Which might not be such a bad thing. In any event, we may as well be hung for a sheep as a lamb. With as many as 10 coming from the Constitutional Convention, one more on the list won’t put us up or down. I suspect it will catch attention more than lowering the voting age or the Presidential term.
In the run-up to the ‘earthquake election’, Fine Gael promised to “give tenants the right to have their commercial rents reviewed irrespective of any upward only or other review clauses.” However, as the upward-only rent clause continued to reign supreme through the crash, good businesses were put to the wall, while others who could afford it bought time through the Courts to renegotiate their rent.
While Fine Gael will be annoyed that the vote of one of their own enabled the Bill to go through, the significant point is that the Seanad has, once again, proved its worth in passing progressive law. In fact, the Upward Only Rents Bill is probably the best reason for retaining the Seanad since the No vote last October.
What is often forgotten is that, with some exceptions, the Seanad has the same rights to propose and pass law as the Dáil. This was the Seanad simply doing its job, not making the state ungovernable, and not thwarting the will of the people by frustrating the Dáil. In fact, in this case, the Dáil hadn’t spoken at all. However, last week’s events do not mean the Seanad could rival the Dáil and cause gridlock.
The Seanad has no constitutional part in electing the Government, holding it accountable day to day, or removing it. Dáil Eireann is supreme on budget issues. Government and Ministers are not directly accountable to the Seanad, and Senators can’t ask parliamentary questions.
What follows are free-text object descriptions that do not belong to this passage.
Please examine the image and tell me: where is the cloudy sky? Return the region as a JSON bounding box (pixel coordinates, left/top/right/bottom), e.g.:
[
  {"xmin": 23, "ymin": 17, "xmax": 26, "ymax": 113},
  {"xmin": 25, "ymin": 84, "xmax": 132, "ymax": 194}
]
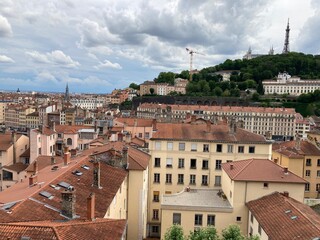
[{"xmin": 0, "ymin": 0, "xmax": 319, "ymax": 93}]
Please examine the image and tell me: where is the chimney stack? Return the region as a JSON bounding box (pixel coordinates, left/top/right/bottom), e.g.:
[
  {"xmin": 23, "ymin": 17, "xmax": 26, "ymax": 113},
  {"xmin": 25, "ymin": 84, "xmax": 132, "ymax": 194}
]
[
  {"xmin": 206, "ymin": 120, "xmax": 211, "ymax": 133},
  {"xmin": 295, "ymin": 133, "xmax": 301, "ymax": 150},
  {"xmin": 229, "ymin": 117, "xmax": 237, "ymax": 134},
  {"xmin": 87, "ymin": 193, "xmax": 95, "ymax": 221},
  {"xmin": 11, "ymin": 131, "xmax": 17, "ymax": 164},
  {"xmin": 33, "ymin": 160, "xmax": 38, "ymax": 174},
  {"xmin": 283, "ymin": 191, "xmax": 289, "ymax": 197},
  {"xmin": 29, "ymin": 174, "xmax": 38, "ymax": 186},
  {"xmin": 191, "ymin": 115, "xmax": 196, "ymax": 123},
  {"xmin": 122, "ymin": 146, "xmax": 128, "ymax": 168},
  {"xmin": 64, "ymin": 147, "xmax": 70, "ymax": 166},
  {"xmin": 152, "ymin": 118, "xmax": 157, "ymax": 132},
  {"xmin": 230, "ymin": 163, "xmax": 234, "ymax": 170},
  {"xmin": 186, "ymin": 112, "xmax": 191, "ymax": 121},
  {"xmin": 51, "ymin": 155, "xmax": 56, "ymax": 165},
  {"xmin": 61, "ymin": 189, "xmax": 76, "ymax": 219},
  {"xmin": 284, "ymin": 167, "xmax": 288, "ymax": 174},
  {"xmin": 93, "ymin": 160, "xmax": 101, "ymax": 188}
]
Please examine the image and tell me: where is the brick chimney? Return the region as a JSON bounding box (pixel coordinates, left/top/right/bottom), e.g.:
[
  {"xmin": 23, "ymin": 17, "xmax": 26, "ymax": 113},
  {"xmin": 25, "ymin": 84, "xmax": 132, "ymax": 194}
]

Their power to delay legislation is limited to 90 days.
The Seanad will always have to have a solid working relationship with the Dáil if it is to function and if Joint Oireachtas Committees are to work well. Experience with the university Senators suggests that Senators directly elected on broad franchises are responsible and constructive parliamentarians.
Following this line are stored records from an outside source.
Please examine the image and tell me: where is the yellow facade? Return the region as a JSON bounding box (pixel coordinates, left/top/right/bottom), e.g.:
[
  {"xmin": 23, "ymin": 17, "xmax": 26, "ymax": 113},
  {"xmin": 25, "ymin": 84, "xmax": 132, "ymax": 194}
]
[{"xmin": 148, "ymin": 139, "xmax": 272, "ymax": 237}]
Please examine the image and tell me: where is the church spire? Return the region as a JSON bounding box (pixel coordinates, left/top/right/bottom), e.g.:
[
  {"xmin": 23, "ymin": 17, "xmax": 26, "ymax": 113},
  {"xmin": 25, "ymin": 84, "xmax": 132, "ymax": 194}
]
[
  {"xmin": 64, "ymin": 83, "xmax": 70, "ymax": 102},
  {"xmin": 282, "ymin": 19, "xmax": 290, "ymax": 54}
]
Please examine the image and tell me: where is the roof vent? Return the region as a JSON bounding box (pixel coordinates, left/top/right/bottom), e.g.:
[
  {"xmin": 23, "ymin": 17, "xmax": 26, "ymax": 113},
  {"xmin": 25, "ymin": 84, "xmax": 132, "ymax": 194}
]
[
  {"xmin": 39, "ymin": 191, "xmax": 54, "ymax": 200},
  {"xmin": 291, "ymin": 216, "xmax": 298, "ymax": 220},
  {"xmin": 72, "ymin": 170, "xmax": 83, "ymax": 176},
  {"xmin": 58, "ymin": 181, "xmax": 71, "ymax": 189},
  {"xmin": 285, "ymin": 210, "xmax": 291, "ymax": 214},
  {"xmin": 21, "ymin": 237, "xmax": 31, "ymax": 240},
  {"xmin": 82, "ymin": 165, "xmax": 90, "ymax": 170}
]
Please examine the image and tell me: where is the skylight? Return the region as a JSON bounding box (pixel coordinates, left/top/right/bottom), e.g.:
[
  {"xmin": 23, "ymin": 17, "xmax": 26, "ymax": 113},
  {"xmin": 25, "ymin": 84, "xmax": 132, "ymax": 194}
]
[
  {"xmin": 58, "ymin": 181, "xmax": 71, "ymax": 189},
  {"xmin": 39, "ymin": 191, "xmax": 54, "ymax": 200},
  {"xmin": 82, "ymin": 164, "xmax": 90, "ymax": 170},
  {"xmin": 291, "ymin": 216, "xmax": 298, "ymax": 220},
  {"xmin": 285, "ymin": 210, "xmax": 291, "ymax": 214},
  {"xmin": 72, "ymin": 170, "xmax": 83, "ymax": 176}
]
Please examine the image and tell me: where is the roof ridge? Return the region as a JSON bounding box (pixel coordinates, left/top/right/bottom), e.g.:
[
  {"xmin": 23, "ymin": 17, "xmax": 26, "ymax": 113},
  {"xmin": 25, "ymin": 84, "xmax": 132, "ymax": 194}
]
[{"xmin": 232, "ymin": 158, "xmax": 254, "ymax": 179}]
The limitations on the Seanad’s powers under the Constitution, and the constitutional mechanisms for the Dáil to over-rule the will of the Seanad in the area of legislation, subject to the power of the President to refer such measures to the people, demonstrate that the Seanad was never intended as a chamber that had to be under day to day Government control in the way that the Dáil majority is.
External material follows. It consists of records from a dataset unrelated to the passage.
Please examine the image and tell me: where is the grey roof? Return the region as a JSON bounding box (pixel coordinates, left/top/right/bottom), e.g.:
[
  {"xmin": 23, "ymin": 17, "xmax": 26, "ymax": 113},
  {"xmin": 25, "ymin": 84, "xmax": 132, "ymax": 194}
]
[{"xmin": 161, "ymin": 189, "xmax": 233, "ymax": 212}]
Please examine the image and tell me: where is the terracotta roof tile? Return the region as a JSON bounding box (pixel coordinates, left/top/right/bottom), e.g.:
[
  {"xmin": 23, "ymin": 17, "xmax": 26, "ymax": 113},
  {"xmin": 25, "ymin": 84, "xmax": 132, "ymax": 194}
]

So why the delay in reform? Although the Taoiseach has met party leaders and Senators, over 100 days on from the referendum nothing concrete has emerged from these consultations beyond a commitment to give all third-level graduates a vote for the University seats. Yet 90% of the 60-seat Seanad would be left unreformed if the Government does nothing on the panel Senators.
However, if there is a will to make a change, there is a way to achieve it. One reform group, Democracy Matters, has a practical plan that can be put into effect right away without a further referendum.
It’s now more than 100 days since the people spoke in a referendum. They clearly want reform.
During the campaign, that was the one thing the abolitionists and reformers were agreed on.
Democracy Matters has identified six basic principles with widespread political support:
- Universal Citizen Suffrage
- One Person, One Vote
- Gender Equality
- A Vote for Citizens in the North
- A Vote for Citizens in the Diaspora
- A Role in EU Legislation and Scrutiny
We believe these six principles enjoy the support of the great majority of individual parliamentarians, political parties and the civil society groups who have taken a particular interest in political reform.
We’re asking for cross-party and society support for this plan to be put into effect right away.
If this Seanad is not reformed, the next Seanad will be elected on the same basis, and there will be no real reform for at least 10 years. With political will, a Bill reforming the Seanad can be enacted this year, giving the people a reformed Seanad as soon as the next general election.
There is no need for a referendum for these reforms. And no need for Constitutional change either, as many politicians, commentators, and some of the public believe. Nowhere in our Constitution does it say we should use the present elitist, undemocratic system for electing the Seanad.
All of the reforms we propose can be done without a referendum.
All of them can be put in place with a single Seanad Reform Bill.
All of them can be in place at the next general election if we legislate in 2014.